To detect GLuc expressing E. coli in tumor tissues, cryostat sections were stained with an anti-E. coli-HRP antibody (1.0 µg/ml) (Abcam, Cambridge, United Kingdom) to detect the bacteria and with a rabbit anti-GLuc antibody (New England Biolabs) and a HRP-conjugated anti-rabbit IgG-specific secondary antibody (Abcam) to detect GLuc. Specific binding was visualized by adding the DAB chromogen substrate (Biozol, Eching, Germany). Sections were additionally stained with H&E (Carl Roth, Karlsruhe, Germany).

ELISA

E. coli were transformed with the respective plasmid encoding EGF, TGF-α and EPRG, respectively, were cultivated in LB medium for two hours in the presence of IPTG (1 mM). Bacteria pellets were resuspended in 1 ml PBS and treated with HRV 3C protease (10 U) overnight at 4 °C in order to release the POI from the FimH part of the fusion protein. Released POIs were concentrated by using of an ultra-0.5 centrifugal Amicon device (Merck KGaA, Darmstadt, Germany). The detection of the proteins of interest was performed by using ELISA kits specific for human EGF, TGF-α and EPRG, respectively (CUSABIO BIOTECH, Houston, TX, USA).

E. coli produced human EGF, TGF-α and EPRG, were tested for binding to EGFR. Therefore, microtiter wells were coated with released EGFR ligands (1.0 µg/ml) in PBS and incubated with human EGFR-hIgG and as control with mouse EGFR-hIgG (each 1.0 µg/ml, R&D Systems, Minneapolis, MN, USA), respectively. A human IgG antibody of irrelevant specificity served as control. Bound EGFR-IgG fusion protein was detected by an IgG-specific biotin-labeled antibody (BioLegend) and streptavidin-HRP (Sigma-Aldrich). Specific binding was visualized by using of 3,3′,5,5′-tetramethylbenzidine (TMB) substrate (Thermo Fisher Scientific) and analyzed by using of the Multiscan GO ELISA reader (Thermo Scientific); all measurements were performed in triplicates.

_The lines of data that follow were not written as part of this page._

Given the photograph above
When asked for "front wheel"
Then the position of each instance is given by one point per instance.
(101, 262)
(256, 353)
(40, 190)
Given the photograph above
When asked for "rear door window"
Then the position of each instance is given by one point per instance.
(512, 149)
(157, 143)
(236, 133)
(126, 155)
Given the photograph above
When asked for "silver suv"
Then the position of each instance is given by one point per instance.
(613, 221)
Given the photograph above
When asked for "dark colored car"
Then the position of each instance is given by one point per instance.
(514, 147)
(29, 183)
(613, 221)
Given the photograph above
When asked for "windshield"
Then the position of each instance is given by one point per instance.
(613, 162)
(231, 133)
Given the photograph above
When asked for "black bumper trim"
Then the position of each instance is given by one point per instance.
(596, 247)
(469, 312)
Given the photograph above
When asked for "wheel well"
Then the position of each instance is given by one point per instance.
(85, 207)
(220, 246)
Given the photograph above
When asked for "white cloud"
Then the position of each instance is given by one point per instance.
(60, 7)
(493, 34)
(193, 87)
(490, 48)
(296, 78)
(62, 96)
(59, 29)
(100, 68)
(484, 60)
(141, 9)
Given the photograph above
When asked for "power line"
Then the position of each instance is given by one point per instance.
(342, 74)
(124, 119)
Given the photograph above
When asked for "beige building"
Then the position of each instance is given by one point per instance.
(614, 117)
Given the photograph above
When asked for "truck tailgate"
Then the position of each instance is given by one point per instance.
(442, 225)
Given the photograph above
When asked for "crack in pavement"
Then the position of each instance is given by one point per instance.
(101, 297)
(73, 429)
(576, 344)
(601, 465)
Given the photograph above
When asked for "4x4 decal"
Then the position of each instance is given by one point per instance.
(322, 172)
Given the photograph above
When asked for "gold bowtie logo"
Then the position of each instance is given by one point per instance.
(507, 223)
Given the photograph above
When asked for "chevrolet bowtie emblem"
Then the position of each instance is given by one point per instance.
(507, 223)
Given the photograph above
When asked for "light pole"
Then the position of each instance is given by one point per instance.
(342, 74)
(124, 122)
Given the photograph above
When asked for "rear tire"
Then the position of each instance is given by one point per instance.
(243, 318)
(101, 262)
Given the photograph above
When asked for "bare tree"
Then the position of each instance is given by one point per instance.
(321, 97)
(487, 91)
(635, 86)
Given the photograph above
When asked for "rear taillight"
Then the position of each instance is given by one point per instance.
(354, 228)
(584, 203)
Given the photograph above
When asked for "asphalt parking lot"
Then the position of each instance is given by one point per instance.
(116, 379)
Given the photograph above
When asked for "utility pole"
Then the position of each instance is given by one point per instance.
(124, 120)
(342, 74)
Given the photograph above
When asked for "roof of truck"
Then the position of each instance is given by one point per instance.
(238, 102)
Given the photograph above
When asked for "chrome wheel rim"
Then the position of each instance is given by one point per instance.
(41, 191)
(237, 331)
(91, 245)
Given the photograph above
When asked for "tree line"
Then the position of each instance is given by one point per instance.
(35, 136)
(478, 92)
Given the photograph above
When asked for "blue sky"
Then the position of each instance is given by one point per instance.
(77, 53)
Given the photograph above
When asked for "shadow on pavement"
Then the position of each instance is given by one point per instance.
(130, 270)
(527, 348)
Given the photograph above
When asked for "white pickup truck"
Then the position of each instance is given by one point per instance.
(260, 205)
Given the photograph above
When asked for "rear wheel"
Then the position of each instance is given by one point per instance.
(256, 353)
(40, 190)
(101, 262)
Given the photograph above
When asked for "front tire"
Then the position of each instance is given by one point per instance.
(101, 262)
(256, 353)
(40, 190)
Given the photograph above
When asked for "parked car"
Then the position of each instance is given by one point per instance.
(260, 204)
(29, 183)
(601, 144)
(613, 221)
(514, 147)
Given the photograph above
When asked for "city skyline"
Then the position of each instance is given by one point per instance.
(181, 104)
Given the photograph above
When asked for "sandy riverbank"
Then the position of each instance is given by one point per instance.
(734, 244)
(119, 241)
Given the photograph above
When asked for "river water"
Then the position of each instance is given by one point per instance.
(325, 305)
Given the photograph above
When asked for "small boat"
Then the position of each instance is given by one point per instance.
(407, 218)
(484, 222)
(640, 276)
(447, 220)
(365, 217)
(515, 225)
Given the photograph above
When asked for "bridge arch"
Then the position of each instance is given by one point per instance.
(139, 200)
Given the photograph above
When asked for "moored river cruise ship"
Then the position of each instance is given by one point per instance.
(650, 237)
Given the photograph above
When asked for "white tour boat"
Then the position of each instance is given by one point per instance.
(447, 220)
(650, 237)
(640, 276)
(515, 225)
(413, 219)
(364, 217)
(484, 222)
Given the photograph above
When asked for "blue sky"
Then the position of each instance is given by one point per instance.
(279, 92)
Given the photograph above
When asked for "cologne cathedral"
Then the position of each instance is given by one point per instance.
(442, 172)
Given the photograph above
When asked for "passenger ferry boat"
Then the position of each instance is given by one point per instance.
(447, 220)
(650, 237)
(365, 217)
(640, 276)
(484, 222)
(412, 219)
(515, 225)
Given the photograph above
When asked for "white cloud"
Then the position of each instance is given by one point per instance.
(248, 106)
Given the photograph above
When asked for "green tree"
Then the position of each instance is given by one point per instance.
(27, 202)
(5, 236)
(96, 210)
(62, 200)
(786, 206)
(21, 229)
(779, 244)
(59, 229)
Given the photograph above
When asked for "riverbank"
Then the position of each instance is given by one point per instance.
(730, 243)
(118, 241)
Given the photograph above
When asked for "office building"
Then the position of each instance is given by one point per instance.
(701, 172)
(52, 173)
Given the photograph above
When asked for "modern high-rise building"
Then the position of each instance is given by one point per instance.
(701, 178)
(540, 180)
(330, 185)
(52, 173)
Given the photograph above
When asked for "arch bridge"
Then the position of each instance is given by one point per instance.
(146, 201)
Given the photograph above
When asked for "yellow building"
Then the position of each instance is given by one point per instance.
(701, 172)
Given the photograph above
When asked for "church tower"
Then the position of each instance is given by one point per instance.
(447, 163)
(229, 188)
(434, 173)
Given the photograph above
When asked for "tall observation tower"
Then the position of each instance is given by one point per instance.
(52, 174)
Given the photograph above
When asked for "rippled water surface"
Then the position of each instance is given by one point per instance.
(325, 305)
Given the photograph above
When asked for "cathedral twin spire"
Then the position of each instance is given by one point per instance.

EGFR phosphorylation assay

Supernatants containing the cleaved EGFR ligands EGF, TGF-α and EPRG, respectively, were quantified by ELISA and co-incubated (1.0 µg/ml) with 293T cells (106 cells) in 50 µl RPMI medium. Phosphorylation of the EGFR receptor at tyrosine 1173 was detected by flow cytometry using the goat anti-human pEGFR (Tyr 1173) polyclonal antibody (Santa Cruz Biotechnology, Dallas, Texas, USA) and an APC-labeled anti-goat IgG antibody (R&D Systems, Minneapolis, MN, USA).

Statistical analysis

Data were analyzed using GraphPad InStat, version 3.06 (GraphPad Software, San Diego, CA, USA), using unpaired or paired Student’s t test with Welch’s correction or unpaired Mann-Whitney test (for non-Gaussian distribution); p < 0.05 was considered to be significant.

Tumor induction

All mouse studies were performed in accordance with institutional and federal guidelines (Agency for Nature, Environment and Consumer Protection of the State North Rhine-Westphalia [LANUV] registration no. 84-02.04.2012.A417).